Distribution-Dependent Rates for Multi-Distribution Learning
- URL: http://arxiv.org/abs/2312.13130v1
- Date: Wed, 20 Dec 2023 15:50:16 GMT
- Title: Distribution-Dependent Rates for Multi-Distribution Learning
- Authors: Rafael Hanashiro, Patrick Jaillet
- Abstract summary: Recent multi-distribution learning framework tackles this objective in a dynamic interaction with the environment.

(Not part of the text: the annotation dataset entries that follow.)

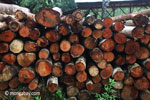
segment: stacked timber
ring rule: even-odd
[[[113,78],[123,100],[149,100],[147,16],[137,14],[132,26],[84,18],[80,10],[62,15],[60,9],[44,8],[35,19],[18,10],[13,16],[0,22],[1,91],[23,84],[30,91],[61,88],[69,100],[91,100]]]

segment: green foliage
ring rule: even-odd
[[[116,100],[115,99],[116,96],[112,95],[114,92],[116,92],[113,89],[114,84],[115,84],[115,80],[109,78],[109,84],[107,84],[107,85],[104,86],[106,92],[104,92],[102,94],[96,94],[95,97],[97,98],[97,100]]]
[[[35,100],[42,100],[40,96],[35,97]]]
[[[36,13],[41,8],[60,7],[63,12],[76,8],[74,0],[15,0],[16,4],[27,7]]]
[[[52,100],[67,100],[67,99],[63,96],[61,90],[58,89],[56,93],[52,94]]]
[[[5,96],[5,95],[0,95],[0,100],[16,100],[16,97],[10,97],[10,96]]]

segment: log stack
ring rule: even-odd
[[[22,11],[15,14],[1,20],[1,91],[20,84],[31,91],[44,86],[50,93],[62,88],[70,100],[91,100],[114,78],[123,100],[149,100],[147,16],[138,14],[126,26],[125,21],[101,21],[80,10],[61,16],[60,9],[45,8],[35,19]]]

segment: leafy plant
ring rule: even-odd
[[[60,7],[63,12],[76,8],[74,0],[15,0],[17,5],[27,7],[31,12],[36,13],[41,8]]]
[[[60,89],[56,91],[56,93],[52,94],[52,100],[67,100]]]
[[[95,97],[97,98],[97,100],[116,100],[116,96],[112,95],[114,92],[116,92],[113,89],[114,84],[115,84],[115,80],[109,78],[109,83],[104,86],[106,92],[102,94],[96,94]]]
[[[35,100],[42,100],[40,96],[36,96]]]

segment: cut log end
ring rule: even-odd
[[[35,15],[35,19],[39,24],[45,27],[55,27],[60,22],[60,15],[51,8],[45,8]]]

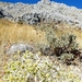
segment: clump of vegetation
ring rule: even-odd
[[[63,58],[65,61],[71,61],[74,60],[81,54],[79,51],[78,43],[75,40],[77,37],[73,34],[65,34],[61,36],[57,36],[55,32],[47,31],[46,38],[49,43],[49,52],[52,51],[51,55],[54,54],[57,57],[61,57],[59,59]]]
[[[27,51],[23,55],[17,51],[4,66],[3,82],[80,82],[80,78],[70,69],[63,68],[57,61],[40,52]]]

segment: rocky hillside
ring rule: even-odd
[[[0,2],[0,82],[82,82],[81,21],[49,0]]]
[[[66,22],[82,26],[82,10],[49,0],[35,4],[0,2],[0,17],[35,24],[39,22]]]

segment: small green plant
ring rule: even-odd
[[[49,43],[50,50],[54,51],[52,54],[57,57],[60,56],[60,59],[63,61],[71,61],[75,59],[74,57],[77,55],[80,55],[75,40],[77,37],[73,34],[65,34],[58,37],[55,32],[48,31],[46,32],[46,38]]]

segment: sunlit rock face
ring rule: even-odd
[[[57,3],[49,0],[40,0],[35,4],[0,2],[0,16],[13,22],[22,21],[26,24],[44,22],[66,22],[82,26],[82,10]]]

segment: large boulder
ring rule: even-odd
[[[27,24],[37,24],[40,22],[42,16],[38,13],[27,13],[22,16],[22,20]]]

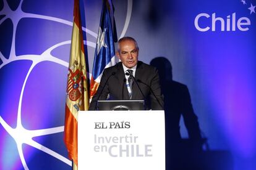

We provide distribution-dependent guarantees in the MDL regime, that scale with suboptimality gaps and result in superior dependence on the sample size.
We devise an adaptive optimistic algorithm, LCB-DR, that showcases enhanced dependence on the gaps, mirroring the contrast between uniform and optimistic allocation in the multi-armed bandit literature.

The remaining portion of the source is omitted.